As avaliações utilizam um esquema simplificado de quatro níveis (Elevada, Moderada, Baixa, Muito baixa), inspirado no GRADE working group. Saiba mais sobre como os estudos são avaliados.
Uma revisão de âmbito de quarenta e cinco artigos sobre RV na avaliação e reabilitação de perturbações da comunicação, abrangendo fala, voz, fluência, linguagem, comunicação social e cognitivo-comunicativa. A revisão concluiu que a base de evidência é pequena, heterogénea e maioritariamente trabalho piloto/estudo de caso, apelando a ensaios maiores com controlos, resultados validados e designs específicos para cada população.
A implementação bem-sucedida da RV não é um problema tecnológico - é um problema de formação, orientações e fluxo de trabalho. As equipas que introduzem a RV devem planear desde o primeiro dia tempo de formação protegido, co-desenho clínico, avaliação de barreiras específica ao contexto e apoio organizacional.
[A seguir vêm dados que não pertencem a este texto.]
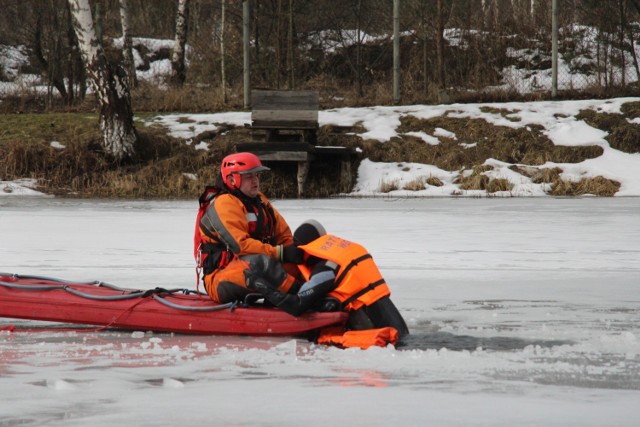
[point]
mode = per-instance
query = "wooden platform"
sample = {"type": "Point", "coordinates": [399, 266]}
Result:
{"type": "Point", "coordinates": [284, 127]}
Sem isto, mesmo ferramentas de RV bem fundamentadas estagnam na fase de consciencialização.
Principais conclusões
- As barreiras e facilitadores abrangeram 13 dos 14 domínios do Theoretical Domains Framework
- Domínios de barreira mais frequentes: Conhecimento, Competências, Crenças sobre Capacidades, Contexto e Recursos Ambientais, e Influências Sociais
- Grande lacuna consciencialização-uso: num inquérito citado, ~76 % dos terapeutas americanos tinha usado RV clinicamente mas apenas ~31 % relatava uso atual; dados escoceses mostraram 18 % de uso atual
- Apenas 4 estudos testaram empiricamente intervenções de tradução de conhecimento; os que existiam melhoraram o conhecimento e a autoeficácia mas mostraram mudança comportamental limitada na adoção real
- Recomendações: colaboração engenheiro-clínico, avaliações de barreiras pré-implementação, quadros de competências, intermediários de conhecimento
Contexto
A tecnologia RV está disponível para clínicos de reabilitação há décadas. No entanto, a adoção tem ficado atrás da consciencialização - um padrão notado por inquéritos individuais mas não sintetizado sistematicamente até esta revisão. Glegg e Levac propuseram-se a mapear o que realmente explica a lacuna: as barreiras, os facilitadores, e que intervenções foram tentadas para a colmatar.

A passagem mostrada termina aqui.